I follow the approach here, which is the answer by user84413, which I explain in more detail.
As seen before, using $y_1=x_1$, $y_2=x_2-4$, $y_3=x_3-7$ we may equivalently consider $y_1+y_2+y_3=7$ subject to $0\le y_1\le 6$, $0\le y_2\le 5$ and $0\le y_3\le 7$.

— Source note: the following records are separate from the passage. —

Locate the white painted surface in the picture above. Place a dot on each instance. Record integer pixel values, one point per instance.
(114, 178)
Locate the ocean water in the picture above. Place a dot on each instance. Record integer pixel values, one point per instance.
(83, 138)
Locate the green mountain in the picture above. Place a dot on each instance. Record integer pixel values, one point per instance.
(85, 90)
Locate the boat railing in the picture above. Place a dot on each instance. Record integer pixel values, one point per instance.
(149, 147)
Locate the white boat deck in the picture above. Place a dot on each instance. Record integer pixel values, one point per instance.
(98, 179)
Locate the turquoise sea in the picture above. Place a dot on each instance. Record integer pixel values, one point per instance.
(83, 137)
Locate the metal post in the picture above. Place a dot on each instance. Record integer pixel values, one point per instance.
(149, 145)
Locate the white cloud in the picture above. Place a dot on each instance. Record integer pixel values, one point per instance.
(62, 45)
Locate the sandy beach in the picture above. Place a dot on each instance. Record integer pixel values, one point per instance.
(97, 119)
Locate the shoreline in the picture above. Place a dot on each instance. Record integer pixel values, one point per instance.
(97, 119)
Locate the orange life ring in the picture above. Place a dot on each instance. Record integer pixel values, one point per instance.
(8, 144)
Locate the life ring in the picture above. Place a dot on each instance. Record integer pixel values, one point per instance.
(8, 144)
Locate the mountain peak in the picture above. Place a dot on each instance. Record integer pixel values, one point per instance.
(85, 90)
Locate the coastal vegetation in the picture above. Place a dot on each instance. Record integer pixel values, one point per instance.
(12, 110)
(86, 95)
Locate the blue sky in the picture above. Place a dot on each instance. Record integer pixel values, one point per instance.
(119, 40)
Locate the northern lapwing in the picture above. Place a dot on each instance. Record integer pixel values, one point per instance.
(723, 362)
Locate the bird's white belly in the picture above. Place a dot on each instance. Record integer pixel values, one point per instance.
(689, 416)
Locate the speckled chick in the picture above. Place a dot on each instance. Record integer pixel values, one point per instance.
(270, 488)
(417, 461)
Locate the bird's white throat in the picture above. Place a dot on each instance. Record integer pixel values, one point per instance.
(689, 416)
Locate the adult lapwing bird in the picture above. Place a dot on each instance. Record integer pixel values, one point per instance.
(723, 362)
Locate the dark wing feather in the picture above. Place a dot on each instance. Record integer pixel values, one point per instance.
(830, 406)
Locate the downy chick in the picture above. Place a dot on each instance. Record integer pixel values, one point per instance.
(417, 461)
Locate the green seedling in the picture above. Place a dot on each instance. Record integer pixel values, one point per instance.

Hence, we want to know the number of elements in $\mathcal S=(\mathcal T_{7,1,7}\cup\mathcal T_{7,2,6}\cup\mathcal T_{7,3,8})^{\mathrm c}\subseteq\mathcal T_7$, where $\mathcal T_s=\{y\in\mathbb Z_{\ge 0}^3:\sum_{i=1}^3y_i=s\}$ and $\mathcal T_{s,i,u}=\{y\in\mathcal T_s:y_i\ge u\}$. This way to define $\mathcal S$ using de Morgan's law allows to use the Inclusion-Exclusion Principle. To be precise, let $\mathcal S_1=\mathcal T_{7,1,7}$, $\mathcal S_2=\mathcal T_{7,2,6}$ and $\mathcal S_3=\mathcal T_{7,3,8}$. Then we have
$$|\mathcal S|=|\mathcal T_7|-\sum_{k=1}^{3}(-1)^{k+1}\sum_{1\le i_1<\cdots<i_k\le 3}\left|\bigcap_{j=1}^{k}\mathcal S_{i_j}\right|.$$
Notice that $|\mathcal T_s|=\binom{s+3-1}{s}=\binom{s+2}{s}$ using starts and bars. Further, notice that $$\mathcal T_{s,1,u}=\left\{y\in\mathbb Z_{\ge 0}^3:\sum_iy_i=s,y_1\ge u\right\}
=\{(z_1+u,z_2,z_3):z\in\mathcal T_{s-u}\},$$
which yields $|\mathcal T_{s,i,u}|=|\mathcal T_{s-u}|$ since we chose $i=1$ only for brevity. Analogously, we get $|\mathcal T_{s,i,u}\cap\mathcal T_{s,j,v}|=|\mathcal T_{s-u-v}|$ for $i\neq j$ and $|\mathcal T_{s,1,u}\cap\mathcal T_{s,2,v}\cap\mathcal T_{s,3,w}|=|\mathcal T_{s-u-v-w}|$. Notice that $\mathcal T_{s}=0$ for $s<0$ and hence $\mathcal S=\binom{7+2}{7}-\binom{0+2}{0}-\binom{1+2}{1}=\binom{9}{2}-1-3=32$.